The term search engine predates the Web. The earliest reference to the term that I've found was by Professor Lee A. Hollaar of Utah University back in March of 1985. (The Utah Text Search Engine: Implementation Experiences and Future Plans, Proceedings of the Fourth International Workshop on Database Machines.) But the term really caught on with the Internet community in the early 1990s. By that time, spiders were already cataloging an enormous amount of content found on the Visible Web. Even so, very few people otherwise in the know appreciated just how important search engines would soon become, erroneously assuming that anything more complex than the Unix "grep" query was overkill.
A former colleague of mine was a product manager for Netscape before the company was acquired by America Online, and he once recounted to me how popular the search function was on the Netscape website from the very beginning. Meanwhile, almost everyone at Netscape was trying to figure out how to sell the company's Web browsers and its easily forgotten line of related software products, all of which became completely irrelevant when Microsoft started giving away the Internet Explorer Web browser. Even Yahoo! failed to recognize the importance of search-related products, quickly diversifying from a searchable Web directory into a Web portal and outsourcing its search services to Google until a few years ago.
For all its flaws, the Google algorithm is still the standard by which all other search engine algorithms and post-Google information retrieval mechanisms are judged. The only post-Google innovation in content indexing and retrieval that even comes to close to being such a standard is Wikipedia, and most of those who consider Wikipedia a successful innovation do so because of Wikipedia's prominence and visibility in Google's search results. Even the blogosphere's importance is largely validated by the impact that it has on Google's search results. However, the importance of search engines reached its zenith a while back, and their relevance is slowly waning.

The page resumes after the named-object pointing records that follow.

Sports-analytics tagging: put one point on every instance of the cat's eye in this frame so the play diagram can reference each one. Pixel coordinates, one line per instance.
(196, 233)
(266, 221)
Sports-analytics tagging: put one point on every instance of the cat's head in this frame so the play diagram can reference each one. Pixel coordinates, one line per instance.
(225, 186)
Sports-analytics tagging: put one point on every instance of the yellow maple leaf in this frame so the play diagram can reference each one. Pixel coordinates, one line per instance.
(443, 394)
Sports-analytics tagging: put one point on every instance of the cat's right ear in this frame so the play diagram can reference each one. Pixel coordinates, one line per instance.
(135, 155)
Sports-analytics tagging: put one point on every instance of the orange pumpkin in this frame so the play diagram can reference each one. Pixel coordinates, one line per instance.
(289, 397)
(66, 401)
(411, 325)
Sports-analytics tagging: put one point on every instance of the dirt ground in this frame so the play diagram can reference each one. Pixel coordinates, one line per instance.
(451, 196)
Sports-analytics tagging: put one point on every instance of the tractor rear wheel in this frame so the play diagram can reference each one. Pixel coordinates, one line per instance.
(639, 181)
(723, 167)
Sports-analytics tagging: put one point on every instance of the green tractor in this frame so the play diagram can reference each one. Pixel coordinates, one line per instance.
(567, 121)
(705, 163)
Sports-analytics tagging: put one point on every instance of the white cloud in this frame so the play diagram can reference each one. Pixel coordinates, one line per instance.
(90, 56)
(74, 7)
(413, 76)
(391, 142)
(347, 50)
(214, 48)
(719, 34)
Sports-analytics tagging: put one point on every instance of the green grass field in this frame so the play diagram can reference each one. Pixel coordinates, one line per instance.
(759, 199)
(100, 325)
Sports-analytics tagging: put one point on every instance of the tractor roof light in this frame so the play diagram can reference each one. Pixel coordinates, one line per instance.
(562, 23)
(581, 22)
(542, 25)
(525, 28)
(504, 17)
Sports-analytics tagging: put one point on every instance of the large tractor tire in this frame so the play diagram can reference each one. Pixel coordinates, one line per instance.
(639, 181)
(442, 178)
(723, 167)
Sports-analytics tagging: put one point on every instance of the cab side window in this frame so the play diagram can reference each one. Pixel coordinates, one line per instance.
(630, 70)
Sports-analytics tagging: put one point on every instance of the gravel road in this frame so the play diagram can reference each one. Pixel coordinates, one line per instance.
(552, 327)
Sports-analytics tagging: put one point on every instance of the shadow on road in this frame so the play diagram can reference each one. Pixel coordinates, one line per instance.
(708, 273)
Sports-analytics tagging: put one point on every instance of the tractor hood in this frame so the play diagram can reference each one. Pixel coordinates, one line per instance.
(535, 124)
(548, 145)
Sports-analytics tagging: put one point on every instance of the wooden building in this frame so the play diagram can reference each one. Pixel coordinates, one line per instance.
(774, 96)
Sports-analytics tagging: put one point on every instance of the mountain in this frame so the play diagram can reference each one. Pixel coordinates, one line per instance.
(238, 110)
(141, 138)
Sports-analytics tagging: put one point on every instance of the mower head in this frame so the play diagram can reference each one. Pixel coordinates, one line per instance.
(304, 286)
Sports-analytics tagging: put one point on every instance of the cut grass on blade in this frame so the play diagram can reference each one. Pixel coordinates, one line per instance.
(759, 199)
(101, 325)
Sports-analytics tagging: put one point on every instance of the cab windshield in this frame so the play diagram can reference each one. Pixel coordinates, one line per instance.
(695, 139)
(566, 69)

As I reported previously, Wikipedia recently announced that outbound links from Wikipedia to other websites would include a "nofollow" attribute. The rationale for this decision is that it will reduce the incentive for "black hat" search engine optimizers (SEOs) to spam Wikipedia, as a link from an important website like Wikipedia will normally inflate the PageRank that Google assigns to that link's destination URL. However, I think the end result will be something quite different. To wit, to the extent that Google actually ignores outbound links from Wikipedia, Wikipedia will actually offer something unique and different from Google to its end users. I don't think this will put Google out of business, but it will eventually diminish the relevance of search engines as the primary medium for fielding online informational queries.
In a vein similar to Wikipedia, sites like Digg, Fark, Technorati, reddit, and del.icio.us are emerging as places for the purveyors of information to hook up with their audiences with less and less concern for the impact that such sites have upon a(n) URL's Google PageRank. Moreover, like Wikipedia, certain online portals are so prominent that the only reason anyone uses a search engine to find them is because many end users are not in the habit of using bookmarks to pull them up -- e.g., eBay and MySpace. Even people who choose to use a search engine to find websites with the products, services, or information that they want sometimes complain that highly commercialized search results require a serious researcher to dig to the second or third page of search results to find something useful. In sum, while far from obsolete, the relevance of search engines is slowly waning, and commercial interests are slowly turning their attention to other channels of online marketing.